Last week she emailed Charlotte Moss, her dissertation committee chair and former mentor asking if the master’s program at Michigan Tech, her doctoral alma mater, had developed a set of learning outcomes. This morning, Charlotte’s reply arrived: “Funny you should ask. That’s on our agenda this year too. One of my colleagues has suggested we use the STC’s new body of knowledge website to take inventory of what we’re covering now and what we may need to consider adding.”

Key Attributes

 

  • Known for keen dissection of issues and soft-spoken persuasiveness
  • Takes pride in organizational skills and time-management discipline
  • Keeps up with research and theory in cross-cultural technical communication and globalization and localization but feels behind in technology-related topics such as DITA and content management
  • Thinks of herself as bridging and balancing on the one hand the critical/cultural-studies orientation to technical communication within academia and, on the other hand, a pragmatic, practice-focused approach to shaping curricula and designing courses

Tasks

 

  • Teaches one master’s level and one undergrad course each semester
  • Serves as chief administrator, spokesperson, curriculum planner, and marketer for the master’s program
  • Advises and mentors master’s students
  • Conducts research in and publishes articles about cross-cultural technical communication
  • Guides junior faculty members

Informational Needs/Goals

  • Wants a quick way to assess whether her program is offering instruction in all the areas it should based on industry trends and job requirements
  • Prefers visual-spatial communication for overviews and summaries of complex information

Scenario of Use: Anu Patel

 

With the deadline for NEIT’s university-wide program reviews looming, Anu decides to follow up on her mentor’s advice and see what STC has to offer. She goes to the STC website and sees a link to the Technical Communication Knowledge Portal.

Anu takes an approach with which she is more comfortable; she goes to her library electronic databases, selects the Communication and Mass Media database, and searches scholarly literature for “body of knowledge.” Her search turns up several recent publications, the most current in the journal Technical Communication written by several of the architects of the STC Knowledge Portal. “These are good people, well-respected scholars and practitioners,” Anu notes. She prints out the article to read on the subway ride home.

Dr. Patel also needs to speak directly with other possible users of the TCKP such as Dr. Alicia  Madison, who is trying to design a curriculum for a degree program in TC at Dixie University. Her e-mail dialogue with her mentor, Charlotte Moss, indicates that she actively seeks the advice of others in her field. An interactive component would be especially useful in this regard-a discussion forum using blog and wiki components would facilitate dialogue with others facing the same issues Drs. Patel and Madison are exploring.

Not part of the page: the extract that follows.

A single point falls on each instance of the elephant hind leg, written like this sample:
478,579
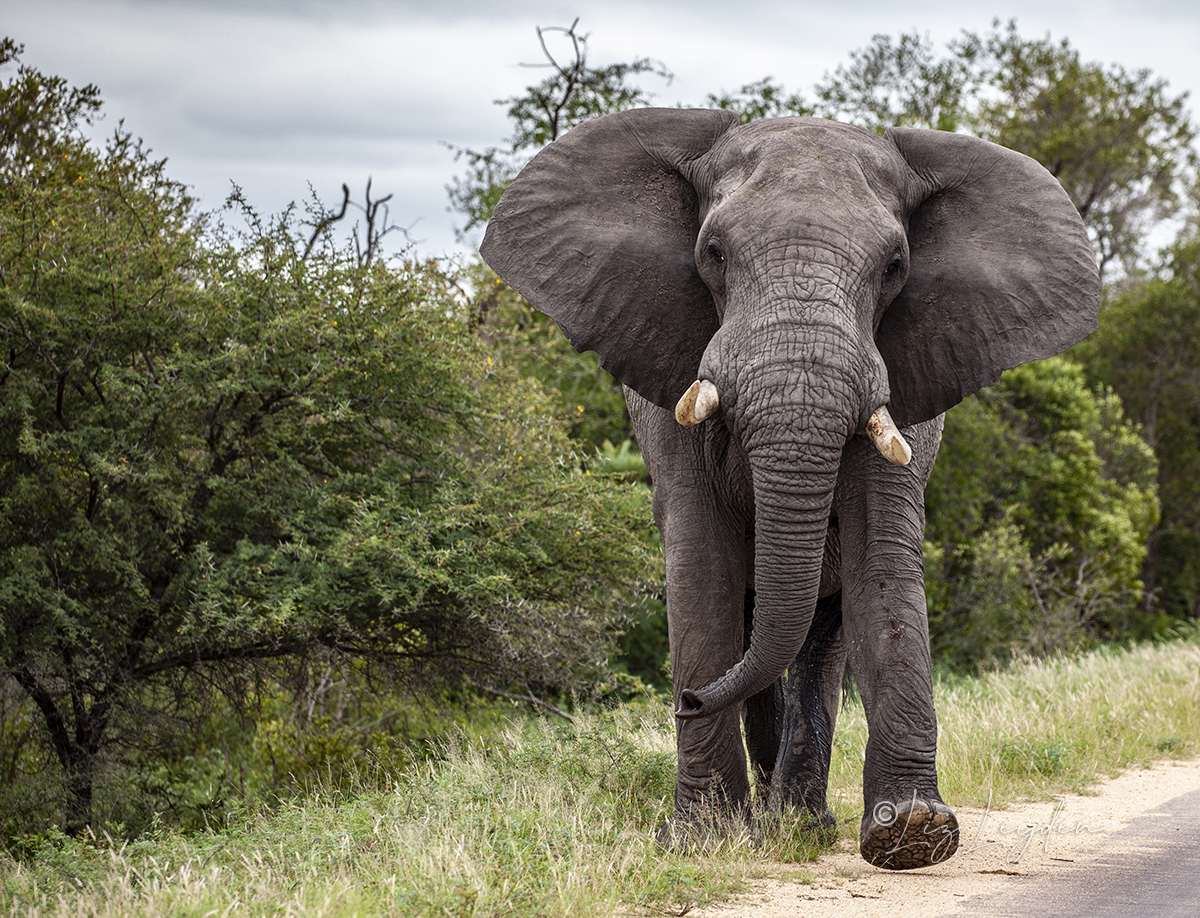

The TCKP could sponsor an online mini-society of technical communications educators by providing a directory of programs and professors in the field. Like Dr. Madison, Dr. Patel needs to be able to see what the results of existing programs are-what are the employment rates and experiences of graduates? What are corporations, government, and NGOs requiring of technical communicators? She needs to be able to see studies of job descriptions, or to search a database of actual TC job descriptions, similar to some of the features STC offers to its members, perhaps through a special subscription, via links directly to those resources.

An indexed database in both academic literature and practical information on job descriptions, best practices, and new technologies and techniques (e.g., DITA) in real-world terms would facilitate speedier searches for Dr. Patel and mesh well with her practice-focused approach to shaping curricula.